Another embodiment of logic fault detection circuit <NUM> is for replica erase/program,/read/test command logic <NUM> to receive the same signals from input pins as erase/program/read/test command logic <NUM>. This embodiment would provide security against a scenario in which a hacker bypasses the pins and simply provides enable signals directly, in which case logic fault detector <NUM> will receive enable signals on one input (e.g., from the output of erase/program/read/test command logic <NUM>), but it will receive no enable signals from the other input (e.g., from replica erase/program/read/test command logic <NUM>), because the hacker will not know that it needs to provide the enable signals in two locations in order to not trigger a fault by logic fault detection circuit <NUM>.

<FIG> depicts chip analog and/or mixed signal fault detection circuit <NUM>. Any tampering with the circuits that are used by the flash memory chip such as by physical intrusion such as by micro-probing would be detected. Chip fault detection circuit comprises power source fault detector <NUM>, high voltage erase/program/read fault detector <NUM>, clock (CLK) fault detector <NUM>, temperature fault detector <NUM>, and flash circuit fault detector <NUM>. Power source fault detector <NUM> outputs a "<NUM>" when it detects a power source that it outside of a pre-specified range. High voltage erase/program/read fault detector <NUM> outputs a "<NUM>" when it detects a high voltage signal that is outside of a pre-specified range. Clock fault detector <NUM> outputs a "<NUM>" when it detects a clock signal that is outside of a pre-specified frequency range. Temperature fault detector <NUM> outputs a "<NUM>" when it detects an operating temperature outside of a specified range. Flash circuit fault detector <NUM> outputs a "<NUM>" if any of the other modules outputs a "<NUM>" (i.e., if a fault has been detected by any of the modules). In one embodiment, flash circuit fault detector <NUM> is a NOR gate.

<FIG> depicts chip fault detection circuit <NUM>. Chip fault detection circuit <NUM> comprises circuit <NUM> and replica circuit <NUM>. Circuit <NUM> provides an output Vr1, and circuit <NUM> provides an output Vr2. Vr1 and Vr2 are provided to DeltaV detector <NUM>, which outputs a "<NUM>" if the difference in voltage between Vr1 and Vr2 is above a certain threshold (such as <NUM>-<NUM> mV), and outputs a "<NUM>" otherwise. Examples of circuit <NUM> include on-chip reference bandgap circuits, linear voltage regulator LDO (low drop out) circuits, HV regulators, etc. Chip fault detection circuit <NUM> will protect against a situation where a hacker is probing the chip and is attempting to manipulate its behavior by injecting certain signals into the circuitry.

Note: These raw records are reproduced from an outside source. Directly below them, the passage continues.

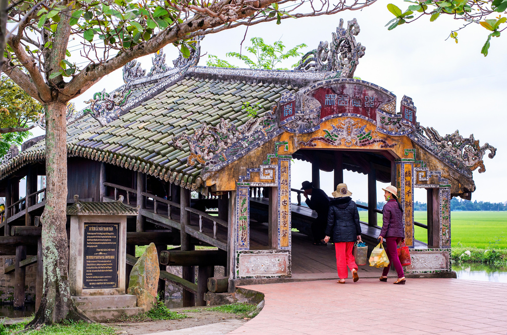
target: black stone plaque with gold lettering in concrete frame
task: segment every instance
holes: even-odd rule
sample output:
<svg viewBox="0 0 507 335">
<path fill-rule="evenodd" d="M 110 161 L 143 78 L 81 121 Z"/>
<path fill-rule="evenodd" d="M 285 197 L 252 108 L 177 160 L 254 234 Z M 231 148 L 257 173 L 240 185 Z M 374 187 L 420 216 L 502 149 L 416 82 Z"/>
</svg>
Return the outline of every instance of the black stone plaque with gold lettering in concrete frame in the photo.
<svg viewBox="0 0 507 335">
<path fill-rule="evenodd" d="M 119 227 L 119 223 L 85 222 L 83 288 L 118 287 Z"/>
</svg>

In all of the embodiments described above, if a fault is detected or some other event occurs that indicates a potential security breach, various counter-measures can be invoked. For example, a "chip enable" signal can be de-asserted, rendering the entire chip containing die <NUM> non-operational. Or a particular operation, such as a read operation, can be prevented by de-asserting a signal such as a read enable signal. Numerous other counter-measures are possible.

Claim 1:
A flash memory system, comprising:
an array comprising a plurality of flash memory cells organized into rows and columns; and
a logic fault detection circuit (<NUM>) comprising:
a command logic circuit (<NUM>) to generate enable signals in response to signals from input pins;
a replica command logic circuit (<NUM>) to generate enable signals in response to the signals from input pins; and
a comparator (<NUM>) for comparing the enable signals from the command logic circuit and the enable signals from the replica command logic circuit, wherein the comparator generates a first output value if the enable signals from the command logic circuit and the enable signals from the replica command logic circuit are identical and the comparator generates a second output value if the enable signals from output of the command logic circuit and the enable signals from the replica command logic circuit are not identical, wherein the second output value disables access to the array.